In contrast to Abu Dhabi, which witnessed stability in the rental prices of retail outlets, the rental prices of retail outlets in Dubai continued to decline in the second quarter, which decreased by regarding 3% on average, compared to last year. Thanks to strong domestic demand for leisure destinations and a boom in the tourism sector, F&B outlets outperformed the rest of the retail segments, while the fashion and luxury segment continued to recover.
Housing units
With regard to the housing units sector, the market in Dubai witnessed the entry of regarding 6,500 new units in the second quarter of this year, while Abu Dhabi witnessed the completion of regarding 1,300 new housing units. Demand for premium residential properties remained strong in Dubai, especially in the waterfront developments. Evidence indicates the continued influx of large numbers of investors from Eastern Europe, and the continued appetite of buyers from China, India, Pakistan and Central and Western Europe for these properties. In line with the increasing levels of activity, the prices of residential units in Dubai began to increase, recording an increase of 11% in May compared to the previous year, and rents increased by a double-digit rate of 19% during the same period.
In Abu Dhabi, strong demand for new villa and townhouse projects continued, and annual sales prices for apartments and villas increased by 5%, while rents increased by 3%.
office space
In the office space market, the strong demand for first-class offices, coupled with the limited availability of this category of space, has led to an increase in rents by more than 10% in Dubai, compared to 8% in the capital, Abu Dhabi, to reach AED 1,700 per square meter annually.
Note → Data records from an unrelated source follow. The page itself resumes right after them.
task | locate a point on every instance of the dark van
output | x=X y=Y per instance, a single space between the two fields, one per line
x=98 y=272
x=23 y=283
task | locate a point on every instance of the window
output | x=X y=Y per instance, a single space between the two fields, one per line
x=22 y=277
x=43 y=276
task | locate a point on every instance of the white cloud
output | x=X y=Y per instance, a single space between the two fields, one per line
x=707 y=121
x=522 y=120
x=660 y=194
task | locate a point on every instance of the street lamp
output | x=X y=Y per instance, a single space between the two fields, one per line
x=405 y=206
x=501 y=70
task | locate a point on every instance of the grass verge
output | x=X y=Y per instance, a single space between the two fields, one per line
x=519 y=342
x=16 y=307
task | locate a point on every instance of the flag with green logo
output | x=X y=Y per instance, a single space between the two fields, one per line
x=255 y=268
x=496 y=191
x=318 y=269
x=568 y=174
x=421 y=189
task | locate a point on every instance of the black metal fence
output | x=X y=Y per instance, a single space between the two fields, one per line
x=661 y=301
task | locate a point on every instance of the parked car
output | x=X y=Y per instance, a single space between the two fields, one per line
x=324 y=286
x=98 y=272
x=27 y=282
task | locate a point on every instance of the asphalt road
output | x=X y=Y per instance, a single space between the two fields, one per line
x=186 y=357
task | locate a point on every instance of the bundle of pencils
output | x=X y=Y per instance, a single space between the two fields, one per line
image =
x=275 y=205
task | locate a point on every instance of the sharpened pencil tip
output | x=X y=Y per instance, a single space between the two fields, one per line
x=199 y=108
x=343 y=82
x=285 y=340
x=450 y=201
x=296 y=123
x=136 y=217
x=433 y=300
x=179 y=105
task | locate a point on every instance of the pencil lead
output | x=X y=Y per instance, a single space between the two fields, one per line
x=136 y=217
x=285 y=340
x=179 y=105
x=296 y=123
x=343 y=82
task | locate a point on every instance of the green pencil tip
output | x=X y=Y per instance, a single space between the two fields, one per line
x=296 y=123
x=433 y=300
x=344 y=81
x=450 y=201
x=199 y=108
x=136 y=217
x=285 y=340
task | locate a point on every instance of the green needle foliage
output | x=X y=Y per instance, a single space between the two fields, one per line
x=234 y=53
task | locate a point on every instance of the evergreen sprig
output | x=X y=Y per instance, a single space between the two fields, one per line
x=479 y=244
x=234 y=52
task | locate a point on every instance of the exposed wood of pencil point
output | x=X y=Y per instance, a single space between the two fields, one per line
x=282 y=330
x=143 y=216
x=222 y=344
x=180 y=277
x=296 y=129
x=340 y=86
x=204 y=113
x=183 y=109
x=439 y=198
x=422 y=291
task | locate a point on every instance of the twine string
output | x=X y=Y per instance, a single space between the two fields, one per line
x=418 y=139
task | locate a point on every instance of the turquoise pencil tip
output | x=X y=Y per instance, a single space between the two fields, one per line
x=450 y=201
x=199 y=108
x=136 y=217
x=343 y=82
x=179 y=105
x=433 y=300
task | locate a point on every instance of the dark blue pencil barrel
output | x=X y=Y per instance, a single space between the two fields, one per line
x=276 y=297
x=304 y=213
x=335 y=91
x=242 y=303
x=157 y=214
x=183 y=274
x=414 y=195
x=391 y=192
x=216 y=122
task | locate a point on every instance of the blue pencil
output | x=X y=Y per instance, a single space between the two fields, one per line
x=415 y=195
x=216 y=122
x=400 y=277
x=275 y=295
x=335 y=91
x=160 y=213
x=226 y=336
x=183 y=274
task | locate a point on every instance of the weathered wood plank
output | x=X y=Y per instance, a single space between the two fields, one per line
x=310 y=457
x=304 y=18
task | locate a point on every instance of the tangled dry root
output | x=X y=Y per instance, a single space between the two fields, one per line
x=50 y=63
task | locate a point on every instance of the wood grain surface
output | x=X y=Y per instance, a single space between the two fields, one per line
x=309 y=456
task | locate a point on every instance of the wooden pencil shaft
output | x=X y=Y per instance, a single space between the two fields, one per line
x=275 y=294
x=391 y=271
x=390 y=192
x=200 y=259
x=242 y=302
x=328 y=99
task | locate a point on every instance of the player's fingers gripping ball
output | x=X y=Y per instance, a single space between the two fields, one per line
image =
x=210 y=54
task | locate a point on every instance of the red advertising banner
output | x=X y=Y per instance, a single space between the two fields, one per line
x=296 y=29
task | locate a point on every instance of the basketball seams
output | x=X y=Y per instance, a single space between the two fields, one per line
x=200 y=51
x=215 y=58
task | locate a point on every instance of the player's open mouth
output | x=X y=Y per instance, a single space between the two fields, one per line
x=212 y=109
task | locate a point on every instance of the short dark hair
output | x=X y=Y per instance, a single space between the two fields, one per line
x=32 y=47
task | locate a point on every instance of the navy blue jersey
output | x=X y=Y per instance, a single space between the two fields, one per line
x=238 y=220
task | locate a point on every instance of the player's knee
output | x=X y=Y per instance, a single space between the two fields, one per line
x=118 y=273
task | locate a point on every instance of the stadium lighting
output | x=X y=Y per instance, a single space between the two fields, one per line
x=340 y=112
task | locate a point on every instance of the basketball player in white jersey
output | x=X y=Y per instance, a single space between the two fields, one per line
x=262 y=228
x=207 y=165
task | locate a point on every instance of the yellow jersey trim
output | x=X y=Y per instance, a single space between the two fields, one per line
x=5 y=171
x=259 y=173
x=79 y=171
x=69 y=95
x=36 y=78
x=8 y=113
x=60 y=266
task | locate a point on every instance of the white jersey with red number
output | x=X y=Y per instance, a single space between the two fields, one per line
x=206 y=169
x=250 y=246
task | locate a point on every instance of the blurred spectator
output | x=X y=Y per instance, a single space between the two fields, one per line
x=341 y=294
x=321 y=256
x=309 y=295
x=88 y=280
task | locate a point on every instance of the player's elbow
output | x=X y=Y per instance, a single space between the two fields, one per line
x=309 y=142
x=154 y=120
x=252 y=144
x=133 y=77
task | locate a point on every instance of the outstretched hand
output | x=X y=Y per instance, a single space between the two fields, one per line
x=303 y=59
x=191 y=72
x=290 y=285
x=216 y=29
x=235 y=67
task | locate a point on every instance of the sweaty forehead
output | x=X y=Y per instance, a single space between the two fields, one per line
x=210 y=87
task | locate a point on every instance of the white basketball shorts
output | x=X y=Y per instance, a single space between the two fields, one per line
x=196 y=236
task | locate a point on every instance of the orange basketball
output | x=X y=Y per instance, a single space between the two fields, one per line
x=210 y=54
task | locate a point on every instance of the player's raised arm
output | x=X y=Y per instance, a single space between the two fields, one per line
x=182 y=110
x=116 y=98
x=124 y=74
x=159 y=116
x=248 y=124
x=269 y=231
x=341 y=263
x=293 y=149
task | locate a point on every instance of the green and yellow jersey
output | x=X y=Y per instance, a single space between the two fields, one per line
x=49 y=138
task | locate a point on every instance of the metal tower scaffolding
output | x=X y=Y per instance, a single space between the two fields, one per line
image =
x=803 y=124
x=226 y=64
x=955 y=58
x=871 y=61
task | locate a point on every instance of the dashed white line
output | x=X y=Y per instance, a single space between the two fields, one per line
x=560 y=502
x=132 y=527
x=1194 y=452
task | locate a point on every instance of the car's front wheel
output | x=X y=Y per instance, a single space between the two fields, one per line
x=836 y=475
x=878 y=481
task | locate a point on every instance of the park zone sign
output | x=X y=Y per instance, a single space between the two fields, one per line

Although no new projects were delivered in the office space sector during the second quarter of the year, the good levels of leasing activity helped reduce the availability of vacant units in business districts, which reached 14% in the second quarter of this year. This can be attributed to the increased demand from tenants for quality as they tend to rent space in well-managed and Sole Proprietorship office space buildings. This trend has led to office building owners regaining their bargaining power, which in turn has led to a decrease in the levels of flexibility and incentives offered in negotiations.
This quarter also saw a significant rise in inquiries from new companies in the market, especially on flexible office space coupled with demand from existing tenants looking to expand their premises. In terms of absorption rates, the financial services, technology and e-commerce sectors continued to maintain their leadership.